February is American Heart Month, a time when people think of the human heart as a symbol of love. During the month of Valentine’s Day, we see more hearts and the color red than any other time during the year. Use this month to learn more about your risks for heart disease and stroke along with ways to stay healthy.
- Heart disease and stroke are the leading cause of disability and death in people with type 2 diabetes. Adults with diabetes are two to four times more likely to have heart problems than people without diabetes. Fortunately, the American Hearth Association deems diabetes to be one of the controllable risk factors for heart disease.
- An effective diabetes self-management plan includes managing blood glucose levels, regular physical activity and a healthy diet that is good for your heart. Other risk factors besides diabetes include obesity, or having a waist that is larger than 35 inches for a woman or 40 inches for a man. Another heart risk factor is having low levels of HDL cholesterol or “good” cholesterol, and high levels of LDL cholesterol or “bad” cholesterol.

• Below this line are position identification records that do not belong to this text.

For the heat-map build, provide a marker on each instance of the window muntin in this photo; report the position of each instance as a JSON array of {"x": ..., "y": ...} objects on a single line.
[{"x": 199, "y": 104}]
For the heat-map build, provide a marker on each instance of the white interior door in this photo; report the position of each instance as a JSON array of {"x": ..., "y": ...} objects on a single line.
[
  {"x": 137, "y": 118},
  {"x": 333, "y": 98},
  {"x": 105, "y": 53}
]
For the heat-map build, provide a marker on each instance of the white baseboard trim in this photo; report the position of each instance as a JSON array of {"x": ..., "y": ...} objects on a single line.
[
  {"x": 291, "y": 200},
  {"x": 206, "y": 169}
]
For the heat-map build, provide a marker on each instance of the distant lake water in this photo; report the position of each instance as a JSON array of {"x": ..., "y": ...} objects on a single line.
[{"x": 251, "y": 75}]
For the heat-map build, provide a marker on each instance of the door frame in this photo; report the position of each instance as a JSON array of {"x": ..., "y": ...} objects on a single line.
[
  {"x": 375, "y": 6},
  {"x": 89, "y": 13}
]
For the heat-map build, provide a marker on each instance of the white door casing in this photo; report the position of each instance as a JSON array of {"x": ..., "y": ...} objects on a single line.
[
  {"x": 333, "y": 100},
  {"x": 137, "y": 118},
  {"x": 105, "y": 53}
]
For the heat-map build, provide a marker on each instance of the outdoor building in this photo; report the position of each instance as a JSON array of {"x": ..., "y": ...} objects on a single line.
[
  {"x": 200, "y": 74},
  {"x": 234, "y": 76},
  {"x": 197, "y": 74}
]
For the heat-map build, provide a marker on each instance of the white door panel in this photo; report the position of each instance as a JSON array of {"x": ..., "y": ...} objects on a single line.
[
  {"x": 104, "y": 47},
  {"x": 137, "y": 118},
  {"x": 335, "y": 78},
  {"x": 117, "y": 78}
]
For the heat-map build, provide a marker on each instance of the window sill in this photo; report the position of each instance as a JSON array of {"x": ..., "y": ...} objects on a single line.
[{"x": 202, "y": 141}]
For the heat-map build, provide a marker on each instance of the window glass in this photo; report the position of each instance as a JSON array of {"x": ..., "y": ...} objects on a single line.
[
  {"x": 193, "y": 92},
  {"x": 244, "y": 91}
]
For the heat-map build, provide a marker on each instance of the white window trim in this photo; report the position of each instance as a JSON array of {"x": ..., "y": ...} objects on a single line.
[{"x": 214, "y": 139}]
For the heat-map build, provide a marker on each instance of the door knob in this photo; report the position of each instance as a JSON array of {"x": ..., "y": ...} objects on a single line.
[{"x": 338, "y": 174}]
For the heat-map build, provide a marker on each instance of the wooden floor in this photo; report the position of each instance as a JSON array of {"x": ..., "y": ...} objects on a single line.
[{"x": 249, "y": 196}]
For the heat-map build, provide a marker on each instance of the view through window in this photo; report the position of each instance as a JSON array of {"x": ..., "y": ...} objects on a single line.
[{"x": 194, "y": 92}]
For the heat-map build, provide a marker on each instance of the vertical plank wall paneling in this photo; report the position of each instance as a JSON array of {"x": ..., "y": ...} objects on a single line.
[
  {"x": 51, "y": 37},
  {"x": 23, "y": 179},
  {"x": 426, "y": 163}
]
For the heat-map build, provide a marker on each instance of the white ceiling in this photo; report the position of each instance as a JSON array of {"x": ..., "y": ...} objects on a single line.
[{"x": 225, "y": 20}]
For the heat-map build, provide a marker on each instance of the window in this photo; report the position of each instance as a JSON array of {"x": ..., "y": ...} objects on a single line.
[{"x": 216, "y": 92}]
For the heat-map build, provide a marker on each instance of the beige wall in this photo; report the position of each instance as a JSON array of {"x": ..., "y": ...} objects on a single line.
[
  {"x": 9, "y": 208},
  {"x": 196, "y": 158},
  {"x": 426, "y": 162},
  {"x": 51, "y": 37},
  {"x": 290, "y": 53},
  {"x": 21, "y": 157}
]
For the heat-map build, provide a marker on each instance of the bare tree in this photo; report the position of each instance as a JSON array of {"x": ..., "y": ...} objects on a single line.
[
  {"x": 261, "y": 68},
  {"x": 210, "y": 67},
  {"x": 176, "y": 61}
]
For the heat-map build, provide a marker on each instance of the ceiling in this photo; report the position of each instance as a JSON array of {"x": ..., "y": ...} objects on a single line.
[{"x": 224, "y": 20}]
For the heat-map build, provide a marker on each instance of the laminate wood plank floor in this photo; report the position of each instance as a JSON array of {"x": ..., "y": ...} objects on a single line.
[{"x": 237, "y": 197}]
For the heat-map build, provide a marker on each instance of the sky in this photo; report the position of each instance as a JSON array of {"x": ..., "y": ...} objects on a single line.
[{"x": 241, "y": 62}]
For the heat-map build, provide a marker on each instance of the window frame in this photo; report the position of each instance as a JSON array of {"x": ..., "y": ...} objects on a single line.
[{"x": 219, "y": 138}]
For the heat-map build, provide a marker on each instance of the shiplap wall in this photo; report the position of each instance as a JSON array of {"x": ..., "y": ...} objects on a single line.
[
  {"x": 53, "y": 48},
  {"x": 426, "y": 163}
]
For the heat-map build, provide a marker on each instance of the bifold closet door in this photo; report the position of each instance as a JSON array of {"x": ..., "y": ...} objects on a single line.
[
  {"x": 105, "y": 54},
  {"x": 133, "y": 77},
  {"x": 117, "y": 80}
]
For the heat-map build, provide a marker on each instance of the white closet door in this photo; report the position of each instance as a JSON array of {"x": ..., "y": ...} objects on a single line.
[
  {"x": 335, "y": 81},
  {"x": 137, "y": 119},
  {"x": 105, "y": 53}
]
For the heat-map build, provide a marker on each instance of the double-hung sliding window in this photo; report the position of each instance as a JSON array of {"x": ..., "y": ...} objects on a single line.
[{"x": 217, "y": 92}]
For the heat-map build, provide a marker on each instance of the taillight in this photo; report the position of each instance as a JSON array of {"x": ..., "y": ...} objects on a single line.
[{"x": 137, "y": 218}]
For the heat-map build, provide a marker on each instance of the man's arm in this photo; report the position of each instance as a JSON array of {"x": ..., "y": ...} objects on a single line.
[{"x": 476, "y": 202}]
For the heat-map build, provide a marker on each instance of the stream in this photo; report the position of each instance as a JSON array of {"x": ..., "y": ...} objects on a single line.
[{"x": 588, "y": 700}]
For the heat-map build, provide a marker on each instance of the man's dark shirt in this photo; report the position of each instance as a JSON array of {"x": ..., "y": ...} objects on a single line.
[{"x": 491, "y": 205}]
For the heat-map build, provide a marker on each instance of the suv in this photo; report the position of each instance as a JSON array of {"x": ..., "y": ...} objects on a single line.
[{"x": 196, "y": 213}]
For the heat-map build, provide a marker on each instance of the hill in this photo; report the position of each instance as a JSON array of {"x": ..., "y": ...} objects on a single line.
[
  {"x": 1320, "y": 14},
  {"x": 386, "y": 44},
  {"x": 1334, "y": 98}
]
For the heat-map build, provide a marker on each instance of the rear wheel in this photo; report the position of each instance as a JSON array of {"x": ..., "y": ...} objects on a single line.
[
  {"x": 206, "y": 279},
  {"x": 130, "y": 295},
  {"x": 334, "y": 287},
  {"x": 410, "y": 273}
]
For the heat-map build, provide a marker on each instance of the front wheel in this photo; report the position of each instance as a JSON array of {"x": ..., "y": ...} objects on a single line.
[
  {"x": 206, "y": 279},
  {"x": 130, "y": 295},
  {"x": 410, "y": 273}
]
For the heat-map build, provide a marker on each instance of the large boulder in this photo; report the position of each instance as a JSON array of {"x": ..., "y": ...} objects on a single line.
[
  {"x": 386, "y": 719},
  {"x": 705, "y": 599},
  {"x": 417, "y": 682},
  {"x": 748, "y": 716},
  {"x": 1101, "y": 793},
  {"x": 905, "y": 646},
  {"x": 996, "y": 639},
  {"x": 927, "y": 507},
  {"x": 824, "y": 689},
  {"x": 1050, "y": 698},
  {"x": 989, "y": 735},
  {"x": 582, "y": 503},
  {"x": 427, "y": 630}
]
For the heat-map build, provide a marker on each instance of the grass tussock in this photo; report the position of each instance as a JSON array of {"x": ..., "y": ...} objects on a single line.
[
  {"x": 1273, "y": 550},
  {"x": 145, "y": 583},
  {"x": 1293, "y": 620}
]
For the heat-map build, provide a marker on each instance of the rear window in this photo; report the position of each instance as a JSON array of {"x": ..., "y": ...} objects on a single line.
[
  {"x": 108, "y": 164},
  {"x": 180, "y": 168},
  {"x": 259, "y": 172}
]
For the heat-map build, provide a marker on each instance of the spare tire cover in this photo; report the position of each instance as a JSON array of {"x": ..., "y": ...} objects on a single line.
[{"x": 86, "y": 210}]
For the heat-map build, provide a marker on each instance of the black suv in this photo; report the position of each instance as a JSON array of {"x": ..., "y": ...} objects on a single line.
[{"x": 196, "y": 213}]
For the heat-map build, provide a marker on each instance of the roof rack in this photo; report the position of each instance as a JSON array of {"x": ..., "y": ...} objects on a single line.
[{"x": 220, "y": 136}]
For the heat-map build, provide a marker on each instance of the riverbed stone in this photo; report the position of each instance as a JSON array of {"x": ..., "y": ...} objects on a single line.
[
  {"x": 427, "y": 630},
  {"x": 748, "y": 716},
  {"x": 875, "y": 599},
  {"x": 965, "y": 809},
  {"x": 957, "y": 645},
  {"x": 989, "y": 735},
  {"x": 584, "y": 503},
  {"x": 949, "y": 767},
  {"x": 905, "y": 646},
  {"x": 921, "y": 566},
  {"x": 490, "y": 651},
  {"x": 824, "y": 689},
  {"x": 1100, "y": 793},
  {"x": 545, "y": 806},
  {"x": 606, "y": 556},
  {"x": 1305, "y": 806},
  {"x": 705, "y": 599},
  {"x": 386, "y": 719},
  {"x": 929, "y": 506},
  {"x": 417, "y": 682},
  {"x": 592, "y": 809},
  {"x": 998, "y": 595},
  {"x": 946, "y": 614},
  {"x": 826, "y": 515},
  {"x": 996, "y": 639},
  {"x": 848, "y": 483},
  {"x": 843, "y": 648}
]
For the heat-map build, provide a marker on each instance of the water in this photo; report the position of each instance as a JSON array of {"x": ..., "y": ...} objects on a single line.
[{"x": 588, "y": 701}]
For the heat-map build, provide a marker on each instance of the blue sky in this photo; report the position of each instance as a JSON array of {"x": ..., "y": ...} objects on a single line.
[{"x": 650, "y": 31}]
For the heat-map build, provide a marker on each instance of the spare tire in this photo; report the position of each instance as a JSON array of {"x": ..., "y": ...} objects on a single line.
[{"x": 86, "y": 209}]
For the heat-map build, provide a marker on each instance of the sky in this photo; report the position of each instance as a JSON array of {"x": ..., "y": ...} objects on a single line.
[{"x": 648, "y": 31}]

High blood pressure is an additional risk factor for developing cardiovascular disease. Smoking puts you at a higher risk for heart disease and stroke, which makes it important to quit this bad habit.
- During National Heart Month, people are reminded cardiovascular disease is the number 1 killer of men and women in the United States. It is also the leading cause of disability. Americans are unable to work or enjoy recreational activities. Cardiovascular disease costs the United States more than $300 billion annually for medications, health care services and loss of productivity.
- People with a family history of cardiovascular disease are at a higher risk for heart disease themselves. An additional factor may be geographical location. Studies conducted between 2007 and 2009 revealed death rates due to cardiovascular disease were lowest in the West and highest in the South. Race and ethnicity also affect your risk for heart disease. African-American people are at a higher risk of cardiovascular disease.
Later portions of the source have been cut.